Author: Peter Switzer
Date: 21/08/2007
Publication: The Australian

AS markets tremble with concerns about the credit markets, a local listed business is poised to succeed whether markets go up or down.

The reason for its strong position is its new take on creditworthiness and the all-important customer service.

Credit Corp could be called a debt-collection company but CEO Geoff Lucas prefers it to be known as a receivables management company.

This is not just a euphemism, he argues.

This business was planned to be different from the outset. It was thinking outside the square -- classic Edward de Bono stuff.

With credit-card and personal-loan applications going through the roof and consumer debt in Australia at its highest level in decades, Credit Corp opted for an innovative concept in debt collection.

"From the outset we saw an industry that not only offered enormous growth prospects but also the opportunity for significant structural change, and so we set ourselves a number of corporate objectives," he says.

"Critically, we wanted to create a customer-service-focused workforce that works on building long-term relationships with "our customers" rather than applying the old school-bully tactics to a debtor," says Lucas.

The vast majority of Credit Corp's staff, including senior management and executives, have come from outside the industry.

The goal was to take a fresh, customer- and relationship-based approach to recovering unpaid debt.

"We acquire customers from the banks and we had a choice to ride them hard to squeeze out the money or to try to help them repay their debts," Lucas explains.

"If we are able to rehabilitate our customers, they not only repay their debt in full and help our bottom line, but importantly, we have positively impacted them, long-term."

And how do those in financial trouble react to debt collectors with a desire to repair their personal balance sheets?

"We have seen some element of surprise from our customers -- not debtors -- when we engage with them in a more collaborative, relationship-centric manner," Lucas admits.

There's evidence of the operation's success in the company's share price, which has steadily grown from 50c at listing in September 2000 to around $10.50 at current levels.

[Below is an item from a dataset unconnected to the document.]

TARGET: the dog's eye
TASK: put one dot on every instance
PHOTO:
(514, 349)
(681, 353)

It went as high as $12.90 before the recent market correction.

Roger Montgomery from Clime Asset Management was an early fan of Credit Corp.

"We began purchasing shares in Credit Corp around $3," he says. "We were offered over 300,000 shares in one line from a founding shareholder at the time when there were about 5000 shares traded per day.

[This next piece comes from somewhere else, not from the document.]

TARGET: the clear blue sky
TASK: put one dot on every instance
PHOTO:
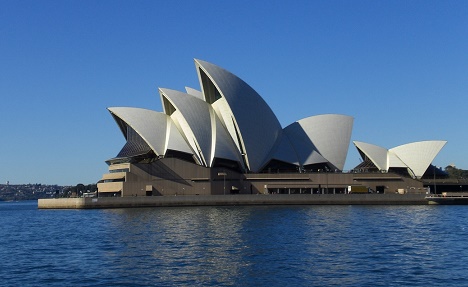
(400, 68)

"Our valuation was over $4.50 but shortly after our initial purchase the shares fell to $2.55 ... we continued to buy although the shares went back to 'trading by appointment'."

Lucas recognises the strategy behind the success, but also thanks his staff for taking their innovative approach to the customer base.

Like any company, Credit Corp needs an acceptable return on capital, and Lucas says the best way to achieve this is by being customer-focused.

"This necessitates a successful relationship with our customers, and the best way to achieve this is through a high calibre, positive workforce, committed to customer rehabilitation," he says.

The number crunchers at Clime have long seen a couple of reasons to back Credit Corp.

"The bright prospects were covered off by the fact that banks were offering their debt ledgers up for tender, but were suffering poor feedback, as the highest bidder needed to employ aggressive tactics to recover the outstanding debts," Montgomery says.

"We believed that a niche existed for an operator with an unblemished reputation to begin fostering longer-term relationships with the banks and ultimately become their preferred supplier."

Montgomery also believes the consumer boom in Australia will lead to an increase in debt ledgers available for collection.

He also believes Generation Y will be considerable contributors to his company's growth -- which is why he likes the cause of debt rehabilitation.

When the sub-prime problems, sparked by poor debt standards, took grip of global equity markets, Lucas was abroad doing a spot of work with Macquarie Bank.

"While we were in the US we visited with a few of Macquarie Bank's Australian equities sales-desk clients and ran through an investor presentation to introduce our business to a few US investors," he said.

In a sense, this outfit has done well in good times and so has to be well placed if the sub-prime financial troubles hit the real economy and create more potential "customers".